Who Writes the Judgment—and Who Cares? Public Assessments of the Advantages and Challenges in LLM-Assisted Judgment Writing

Published: 13 Dec 2025, Last Modified: 16 Jan 2026AILaw26EveryoneRevisionsBibTeXCC BY-NC-SA 4.0
Keywords: LLM-assisted judgment writing, Trust in AI, Procedural fairness, Human–AI collaboration
Paper Type: Short papers / work-in-progress
TL;DR: We study how the public views AI-written judgments and why it matters whether a human judge or an LLM writes the judicial judgment.
Abstract: Courts have begun experimenting with Large Language Model (LLM)-assisted systems capable of generating judicial opinions, raising important questions about how the public perceives such AI involvement. We conducted a small, rapid qualitative study with seven individuals who had prior litigation experience and had used LLMs to generate legal content.
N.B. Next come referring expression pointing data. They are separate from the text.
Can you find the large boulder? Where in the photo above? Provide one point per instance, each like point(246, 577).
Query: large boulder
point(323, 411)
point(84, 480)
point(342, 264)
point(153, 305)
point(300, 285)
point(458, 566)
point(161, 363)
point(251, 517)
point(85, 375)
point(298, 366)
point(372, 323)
Participants evaluated LLM-generated judgments through three dimensions—fairness, factual accuracy, professional form. They identified advantages such as more impartial reasoning and more formal legal language, alongside concerns about biased training data, hallucinations, and difficulties in meeting legal reasoning requirements. These findings highlight how perceptions are shaped by users’ mental models, prior AI experiences, and legal expertise, offering early insights for designing trustworthy LLM support in judicial decision-making.